What is the end behavior of a parabola?
The Correct Answer and Explanation is:
The end behavior of a parabola describes how the graph behaves as the values of ( x ) approach positive or negative infinity. Parabolas are represented by quadratic functions of the form ( f(x) = ax^2 + bx + c ), where ( a ), ( b ), and ( c ) are constants. The leading coefficient, ( a ), plays a crucial role in determining the end behavior of the parabola.

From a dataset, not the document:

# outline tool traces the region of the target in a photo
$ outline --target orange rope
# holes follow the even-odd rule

- Positive Leading Coefficient (( a > 0 )): When the leading coefficient is positive, the parabola opens upward. This means that as ( x ) approaches positive infinity (( x \to +\infty )), the value of ( f(x) ) also approaches positive infinity (( f(x) \to +\infty )). Similarly, as ( x ) approaches negative infinity (( x \to -\infty )), the value of ( f(x) ) again approaches positive infinity (( f(x) \to +\infty )). Thus, for parabolas that open upward, the end behavior can be summarized as:
[
\text{As } x \to +\infty, \ f(x) \to +\infty \quad \text{and} \quad \text{As } x \to -\infty, \ f(x) \to +\infty
] - Negative Leading Coefficient (( a < 0 )): When the leading coefficient is negative, the parabola opens downward. In this case, as ( x ) approaches positive infinity (( x \to +\infty )), the value of ( f(x) ) approaches negative infinity (( f(x) \to -\infty )). Likewise, as ( x ) approaches negative infinity (( x \to -\infty )), ( f(x) ) also approaches negative infinity (( f(x) \to -\infty )). Thus, for parabolas that open downward, the end behavior is described as:
[
\text{As } x \to +\infty, \ f(x) \to -\infty \quad \text{and} \quad \text{As } x \to -\infty, \ f(x) \to -\infty
]
In summary, the end behavior of a parabola is fundamentally tied to the sign of the leading coefficient. A positive coefficient results in upward-facing ends, while a negative coefficient results in downward-facing ends. Understanding this behavior is essential for graphing parabolas and analyzing their characteristics in various mathematical contexts.